One crisis follows another, and what should shake us risks being absorbed into the endless flow. What is urgent becomes familiar. What is unbearable risks becoming background.
In this landscape, it becomes increasingly difficult to create work that holds attention, that remains, and that leaves a trace. This is true across visual culture, from documentary to fashion, from magazines to art practices. This is not only because of the speed at which images are consumed, but also because these visual forms carry long histories. They are bound by old rules and expectations that make surprise difficult to sustain.
At the same time, creative work unfolds within systems that often reward caution. Across culture, from publishing to cinema to fashion, what is unfamiliar is softened, delayed, or excluded. Too often, the pressure is not to go further, but to remain legible, acceptable, and marketable.
And yet, this is precisely when new ways of seeing become necessary.
The question is no longer simply how to produce images, but how to create images that matter. And perhaps more urgently: how to respond.
As artists and image-makers, how do we react to this condition? What do we choose to put into the world? What kind of images can still interrupt the noise and resist indifference?
The answer is not what is expected. It is not what feels safe. It is what one has the courage to make visible now, in relation to the world we are living in.
Throughout history, moments of rupture have generated new artistic languages. These have never been simply styles, but responses to conditions that demanded other forms, other gestures, other ways of seeing and saying. Today, the conditions are different, shaped by a globalized and hyper-connected image economy where everything circulates at once and at speed. What emerges may not be a unified movement, but a dispersed and urgent search across practices.
**The Invitation**
This open call does not ask for a theme to illustrate. It asks for a position in relation to the world as it is, in relation to what one refuses, what one longs for, questions, resists, imagines, or defends.
There is no single answer. It may take the form of intimacy, care, or attention. It may take the form of confrontation, rupture, or refusal. It may involve invention, disobedience, new visual languages, new aesthetics, and the imagining of new worlds.
What matters is not whether the work belongs to fashion, art, documentary, photography, or video. What matters is the force, the urgency, and the necessity behind it.
To create in this context also means allowing oneself a deeper freedom. A freedom from repetition. A freedom from expectation. A freedom from approval. It means creating without the need to please.

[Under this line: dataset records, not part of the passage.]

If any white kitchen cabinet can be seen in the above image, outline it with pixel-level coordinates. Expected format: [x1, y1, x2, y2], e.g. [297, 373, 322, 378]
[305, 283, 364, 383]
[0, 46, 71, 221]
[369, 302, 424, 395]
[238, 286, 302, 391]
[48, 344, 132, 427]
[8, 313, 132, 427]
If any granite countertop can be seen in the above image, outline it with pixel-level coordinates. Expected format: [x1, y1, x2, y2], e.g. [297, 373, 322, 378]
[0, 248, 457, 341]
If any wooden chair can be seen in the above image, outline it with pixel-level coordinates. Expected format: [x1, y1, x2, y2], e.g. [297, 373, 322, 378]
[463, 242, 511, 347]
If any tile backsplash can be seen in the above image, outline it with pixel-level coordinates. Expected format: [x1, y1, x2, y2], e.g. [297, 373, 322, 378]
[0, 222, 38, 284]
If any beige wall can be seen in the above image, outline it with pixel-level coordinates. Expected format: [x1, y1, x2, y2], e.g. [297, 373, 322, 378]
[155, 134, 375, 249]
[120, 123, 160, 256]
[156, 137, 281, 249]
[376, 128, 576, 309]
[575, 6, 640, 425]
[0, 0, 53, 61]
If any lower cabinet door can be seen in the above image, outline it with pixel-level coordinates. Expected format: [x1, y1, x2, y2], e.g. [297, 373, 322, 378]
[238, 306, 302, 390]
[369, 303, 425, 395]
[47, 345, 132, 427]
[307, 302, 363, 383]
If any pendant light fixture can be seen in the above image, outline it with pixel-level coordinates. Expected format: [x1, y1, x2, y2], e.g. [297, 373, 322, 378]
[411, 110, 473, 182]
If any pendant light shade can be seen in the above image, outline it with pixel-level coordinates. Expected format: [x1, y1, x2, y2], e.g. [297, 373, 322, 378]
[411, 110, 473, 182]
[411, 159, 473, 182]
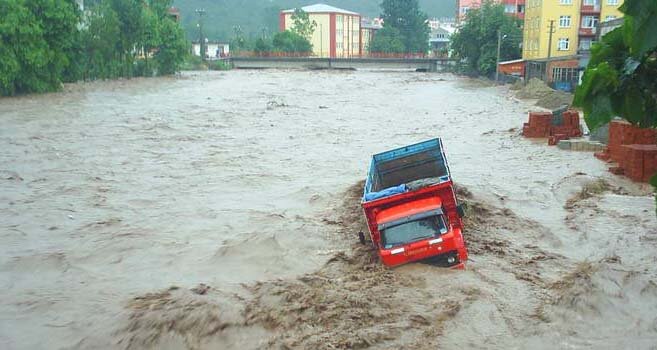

At a time when so much is made to disappear into the stream, this open call is an invitation to resist that disappearance. Create from urgency, not habit. Create from conviction, not compliance.
Do not illustrate the world as it is. Answer it.
Do not do so because images alone can repair what is broken, or because they must shock in order to matter. Do so because they can still make visible, still make felt, and still make present.
We seek forms that unsettle or console, disturb or illuminate, confront or accompany. We seek images that carry the force of a real encounter. Images that do not soften themselves in order to be received. Images that insist, against indifference, that something remains at stake.
Because to see, and to make others see, is still a profound form of responsibility. And, perhaps now more than ever, an act of courage.
**Who we are looking for**
We invite photographers and video makers from around the world whose work engages with the present through a distinct and compelling visual language. Across all genres—from fashion to documentary, portraiture, fine art, and beyond—we are looking for practices that carry a strong point of view and a sense of necessity.